Test to detect NF-kB2 breaks to guide treatment with proteasome inhibitors and its use with other therapeutic agents.
Multiple myeloma (MM) and lymphomas are late-stage B-cell malignancies. Novel agents targeting the proteasome (bortezomib) have shown promising results in relapsed and previously untreated patients. Existing technologies for predicting patient response to bortezomib are based on a variety of clinical factors such as age, race, family history, and tumor burden. Difficulties in identifying these clinical factors, combinations of these factors, and applying them to the correct target populations can lead patients to get unnecessary and suboptimal treatment. With the inaccuracy of current methods for predicting patient response to bortezomib coupled with increasing cases of MM among certain target populations, there is an increased need for a more accurate methodology.

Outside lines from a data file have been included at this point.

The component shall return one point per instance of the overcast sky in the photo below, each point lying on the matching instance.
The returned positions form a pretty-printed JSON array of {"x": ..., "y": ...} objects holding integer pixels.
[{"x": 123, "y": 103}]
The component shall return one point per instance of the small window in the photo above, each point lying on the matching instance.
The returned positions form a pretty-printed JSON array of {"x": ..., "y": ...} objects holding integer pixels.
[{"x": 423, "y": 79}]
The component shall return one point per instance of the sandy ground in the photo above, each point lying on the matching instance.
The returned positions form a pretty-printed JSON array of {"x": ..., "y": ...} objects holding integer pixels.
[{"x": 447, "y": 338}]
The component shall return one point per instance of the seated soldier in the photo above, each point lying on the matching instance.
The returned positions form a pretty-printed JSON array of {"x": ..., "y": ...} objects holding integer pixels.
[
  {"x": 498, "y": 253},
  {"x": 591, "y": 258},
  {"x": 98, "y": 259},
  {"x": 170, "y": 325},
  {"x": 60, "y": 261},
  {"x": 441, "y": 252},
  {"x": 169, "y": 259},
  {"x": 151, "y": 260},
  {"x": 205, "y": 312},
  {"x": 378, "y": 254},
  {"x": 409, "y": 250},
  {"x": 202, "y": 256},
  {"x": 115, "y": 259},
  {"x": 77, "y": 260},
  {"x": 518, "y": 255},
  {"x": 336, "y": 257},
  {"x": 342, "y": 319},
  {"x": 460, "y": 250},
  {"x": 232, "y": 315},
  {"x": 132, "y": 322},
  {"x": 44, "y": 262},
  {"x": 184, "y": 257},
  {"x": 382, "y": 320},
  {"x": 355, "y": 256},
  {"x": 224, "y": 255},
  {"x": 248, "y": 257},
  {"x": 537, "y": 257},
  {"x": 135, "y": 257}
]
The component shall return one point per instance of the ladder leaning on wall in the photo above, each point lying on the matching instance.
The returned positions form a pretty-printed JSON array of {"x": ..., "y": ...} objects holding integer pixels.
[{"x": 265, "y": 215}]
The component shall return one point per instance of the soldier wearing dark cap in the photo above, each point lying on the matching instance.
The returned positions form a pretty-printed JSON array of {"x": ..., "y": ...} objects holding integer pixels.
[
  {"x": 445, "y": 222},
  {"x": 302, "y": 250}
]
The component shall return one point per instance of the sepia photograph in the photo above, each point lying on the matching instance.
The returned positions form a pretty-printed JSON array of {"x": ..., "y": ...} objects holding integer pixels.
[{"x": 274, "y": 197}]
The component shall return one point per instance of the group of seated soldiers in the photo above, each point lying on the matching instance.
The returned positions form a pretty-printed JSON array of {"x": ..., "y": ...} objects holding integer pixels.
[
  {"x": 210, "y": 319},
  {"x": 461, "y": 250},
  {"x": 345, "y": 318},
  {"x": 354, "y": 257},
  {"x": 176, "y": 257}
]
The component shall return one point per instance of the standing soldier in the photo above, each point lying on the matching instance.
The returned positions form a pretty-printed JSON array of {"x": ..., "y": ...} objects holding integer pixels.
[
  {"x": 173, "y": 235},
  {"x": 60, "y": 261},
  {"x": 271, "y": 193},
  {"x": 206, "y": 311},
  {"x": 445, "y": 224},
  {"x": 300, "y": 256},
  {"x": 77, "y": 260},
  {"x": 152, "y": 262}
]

Emory researchers have developed a novel technology that uses the NF-kB2 break apart fluorescent in situe hybridization to predict patient response to bortezomib treatment for MM and lymphomas. The NF-kB2 3' end is a region of the NF-kB2 gene that is involved in regulating bortezomib sensitivity. Patients who lack the NF-kB2 3' end are less sensitive to bortezomib treatment and therefore are more likely to experience treatment failure. The technology uses a combination of in vitro models and clinical data to predict patient response to bortezomib treatment. The in vitro models demonstrate that cells with low NF-kB2 levels or cells expressing NF-kB2-siRNA are less sensitive to bortezomib. The clinical data show that patients with the presence of the NF-kB2 3' end have a greater chance of responding to bortezomib (60-95%) vs those who lacked the NF-kB2 3' end (30-40%). The loss of the NF-kB2 3'end may be associated with NF-kB2 rearrangements or splicing variants. These genetic changes may lead to the production of NF-kB2 proteins that are less sensitive to bortezomib. This novel technology has the potential to improve the accuracy of patient response prediction for bortezomib treatment, which could help ensure that patients are only given bortezomib if they are likely to benefit from it and also help avoid unnecessary treatment in patients who are unlikely to respond.
The technology is currently in the clinical stage of development.